Nice purchases! One day I will be able to purchase those....one day...:s


----------



## Fishbeadtwo (May 30, 2006)

mmmmmmmmmmmmm Party Shorts (in Homer Simpson voice) Gotta love the PS's!!!!


----------



## decesaro (Jan 31, 2006)

*Re: There Here!!! There Here!!!*



icehog3 said:


> Congrats, Party Shorts ARE a party in a box!
> 
> I say you order up some Boli PCs right now to keep them company! :ss


And dont walk runnn to the computer  your tast buds wont regret it


----------



## fireman43 (Oct 15, 2006)

Nice:dr ... Enjoy the goodies, but like everyone else said...Better to coordinate and have a box on the way at all times!!


----------



## opus (Jun 21, 2005)

I love those little guys. I bet they won't last long.:ss Glad to hear you followed up with BPCs and cadetes.


----------



## burninator (Jul 11, 2006)

I want pics! :c


----------



## Leeboob (Apr 2, 2006)

sorry about no pics. i ended up having to work late yesterday evening and didn't really care too much for posting pics when i finally got home. hopefully i'll get home on time this evening and feel like postin' some shots.

Lee


----------



## mdtaggart (Sep 22, 2006)

Oh, the suspense is killing me! :hn


----------



## Fishbeadtwo (May 30, 2006)

maybe if we all chant for pictures.....

post the pics
post the pics
post the pics..............


----------



## LiteHedded (Apr 10, 2005)

Fishbeadtwo said:


> maybe if we all chant for pictures.....
> 
> post the pics
> post the pics
> post the pics..............


post the pics!
post the pics!
post the pics!


----------



## burninator (Jul 11, 2006)

pics pics pics pics pics.....


----------



## squid (Oct 9, 2006)

burninator said:


> pics pics pics pics pics.....


pictures
pictures
pictures
pictures


----------



## Leeboob (Apr 2, 2006)

i took some pics with my phone but i couldn't get it to go through to my e-mail. if you want i'll send them to your phones...

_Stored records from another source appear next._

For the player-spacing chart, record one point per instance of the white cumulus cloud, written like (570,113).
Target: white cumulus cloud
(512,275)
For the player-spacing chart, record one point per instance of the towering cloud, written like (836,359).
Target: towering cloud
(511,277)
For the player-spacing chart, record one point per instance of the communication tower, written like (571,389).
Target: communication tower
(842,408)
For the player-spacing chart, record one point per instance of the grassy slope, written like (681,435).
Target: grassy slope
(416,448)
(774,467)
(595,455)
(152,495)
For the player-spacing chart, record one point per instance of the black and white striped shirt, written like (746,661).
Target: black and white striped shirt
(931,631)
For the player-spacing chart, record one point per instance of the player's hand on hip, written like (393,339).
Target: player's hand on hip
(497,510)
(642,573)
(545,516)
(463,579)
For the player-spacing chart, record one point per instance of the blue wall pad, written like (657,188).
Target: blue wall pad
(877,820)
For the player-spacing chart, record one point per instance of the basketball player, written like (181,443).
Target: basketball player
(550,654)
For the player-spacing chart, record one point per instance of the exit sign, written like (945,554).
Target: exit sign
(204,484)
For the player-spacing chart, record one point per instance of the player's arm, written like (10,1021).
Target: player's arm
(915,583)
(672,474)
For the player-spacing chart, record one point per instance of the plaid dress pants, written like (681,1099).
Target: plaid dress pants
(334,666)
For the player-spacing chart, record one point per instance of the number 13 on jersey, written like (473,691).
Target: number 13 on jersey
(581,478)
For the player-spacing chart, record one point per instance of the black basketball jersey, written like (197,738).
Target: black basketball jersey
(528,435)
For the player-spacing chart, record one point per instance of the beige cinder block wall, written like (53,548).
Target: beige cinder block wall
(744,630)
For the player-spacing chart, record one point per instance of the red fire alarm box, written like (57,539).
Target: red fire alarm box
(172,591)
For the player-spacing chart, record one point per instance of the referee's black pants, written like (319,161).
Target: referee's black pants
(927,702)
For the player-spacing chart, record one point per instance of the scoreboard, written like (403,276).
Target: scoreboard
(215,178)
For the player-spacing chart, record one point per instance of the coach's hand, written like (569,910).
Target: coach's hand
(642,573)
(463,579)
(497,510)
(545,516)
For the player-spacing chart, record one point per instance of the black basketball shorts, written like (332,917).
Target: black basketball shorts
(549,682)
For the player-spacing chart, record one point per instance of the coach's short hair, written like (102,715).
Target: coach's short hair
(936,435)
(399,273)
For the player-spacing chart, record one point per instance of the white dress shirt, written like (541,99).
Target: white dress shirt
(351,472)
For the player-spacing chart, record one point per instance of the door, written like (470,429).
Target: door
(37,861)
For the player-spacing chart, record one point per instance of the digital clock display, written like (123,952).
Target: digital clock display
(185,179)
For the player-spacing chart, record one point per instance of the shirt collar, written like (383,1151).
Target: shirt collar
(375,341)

i'll get some batteries for my camera and get them up, sometime.

Lee


----------



## LiteHedded (Apr 10, 2005)

anticlimactic


----------



## Leeboob (Apr 2, 2006)

LiteHedded said:


> anticlimactic


my ass!


----------



## LiteHedded (Apr 10, 2005)

Leeboob said:


> my ass!


YEA!
now that's what I'm talkin' about


----------



## Cigar Jockey (Feb 12, 2006)

Shoot, I was hoping it was Culebra's released again.


----------



## Leeboob (Apr 2, 2006)

Cigar Jockey said:


> Shoot, I was hoping it was Culebra's released again.


i love your avatar. my daughter watches fosters and that little dude cracks me up.


----------



## cre8v1 (Dec 5, 2006)

Thanks for the pics! That's a great smoke. I had one last night (thanks spooble!) and I love them! :ss


----------